The LastPass hack is VERY big. What is the best way to manage passwords?
Lastpass, one of the most popular password management providers, suffered a data breach that exposed data for their 33 million customers. A terrifying amount of data!
To date, we have determined that when the cloud storage access key and dual storage container decryption keys were obtained, the threat actor copied information from backup containing basic customer account information and related metadata, including company names, end user names, billing addresses, email addresses, phone numbers, and the IP addresses that the customers accessed the LastPass service from.
The threat actor was also able to copy a backup copy of customer vault data from the encrypted storage container which is stored in a proprietary binary format that contains both unencrypted data, such as URLs, as well as fully encrypted sensitive fields such as website usernames and passwords, secure notes, and form completions data.
LastPass Press Release
So essentially the hackers were able to access ALL of the customer data. As much as most things are still encrypted, the data that isn’t highlighted as URLs is still pretty valuable data. It essentially shows the hackers all the sites you access using LastPass, and if the sites are interesting enough, they can make you a target.
List your products for free
Every LastPass user is at risk, and they are silent
Currently, the ONLY thing preventing hackers from decrypting a LastPass customer’s data is the customer’s master password used to generate the encryption key for that account. This master password is one you use to access your LastPass account. And if your password is one of the weak ones, you are most at risk of being hacked. LastPass also handles this in a very shady way. Their press release was only published on their blog, and they cite that they only notified less than 3% of users who happened to be their business customers, even though the hack affected all of their customers.

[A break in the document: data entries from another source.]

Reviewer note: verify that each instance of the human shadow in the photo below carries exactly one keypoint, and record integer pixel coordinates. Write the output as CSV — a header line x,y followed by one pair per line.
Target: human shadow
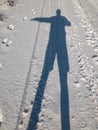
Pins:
x,y
56,46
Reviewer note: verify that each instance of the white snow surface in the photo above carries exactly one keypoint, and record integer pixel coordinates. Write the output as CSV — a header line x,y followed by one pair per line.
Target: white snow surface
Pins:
x,y
22,63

We have already notified a small subset (less than 3%) of our Business customers to recommend that they take certain actions based on their specific account configurations. If you are a business customer and you have not already been contacted to take action, there is no other recommended action for you to take at this time.
LastPass Press Release
So after telling everyone that these hackers have EVERYTHING and the only form of security left is the user’s master password, they say if they didn’t contact you then relax. You are okay. This is the worst advice they can give their customers. This is in stark contrast to the way Google handled the data breach, which to this day still advises all Google Password Manager users to update passwords for all websites that still use passwords from before the data breach. Why LastPass only advised less than 3% of their users and kept it hush-hush for the other 97%+ makes it look like they’re trying to save face by keeping quiet and only informing clients who can make the most noise them to give them bad press.
So what is the best way to manage my piles of passwords?

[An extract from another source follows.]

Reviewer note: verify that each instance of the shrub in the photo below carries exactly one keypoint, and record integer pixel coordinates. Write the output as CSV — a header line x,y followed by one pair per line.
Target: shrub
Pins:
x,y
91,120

There are many ways to manage passwords. And I will list them here so you can choose which ones work best for you.
Keep using LastPass
A majority of LastPass users are definitely going to stick with it for a couple of reasons. Maybe because it’s a familiar platform and they don’t want to invest time and energy in learning a new one, or they still have an active subscription that’s holding them hostage. It’s still fine.
These people can still continue to use LastPass, but they cannot avoid the painstaking task of updating every password in LastPass, as well as the master password of their LastPass account to something strong and random with at least 12 characters. This must be done immediately.
The hackers copied data, so if you update your details, what they took will be old data that no longer works to access/decrypt your information.
Use a different password manager
You may not actually need to download or subscribe to a third-party password manager. Most platforms come with built-in password managers. Google comes with a built-in Android smartphone and the Chrome browser on PC. All passwords are stored in your Gmail account. In the Apple ecosystem, you have the option of iCloud as a password manager, and if you want to take this service to the cloud, you can also activate iCloud Keychain.
Mobile devices such as smartphones also have built-in password managers for apps that store passwords on the device or in the cloud. In the Android world, you have Google’s solution that stores passwords for your Gmail account. There is also a first-party option that stores the passwords in a password vault provided by the device manufacturer. A bit of an advantage of these methods is that they come with an extra layer of security with biometric authentication via fingerprint or 3D facial recognition. These may be slightly more secure than PC alternatives.
You can also use third-party password managers that are in direct competition with LastPass. They will definitely see the LastPass hack as an opportunity to make their solutions more secure for their customers. One such app is 1Password.
Set up 2-factor authentication
2-factor authentication is a security measure that requires an extra step of verification when you log in on top of your username and password combination. The most common forms of this are a code sent via SMS or call. It gives any potential hacker another barrier to entry because they need to have physical access to your device in order to access this code. Also, the code expires after a few minutes, and when this happens, a new one will be required.
Whether you use a password manager or not, you need to enable 2-factor authentication, especially on your email used to log into social media accounts, bank accounts, apps, and other important websites.
The best way to not get hacked is to stay off the internet. So these methods will not keep you 100% safe from hackers. However, they will definitely make it many times more difficult for them to succeed, which is the next best option.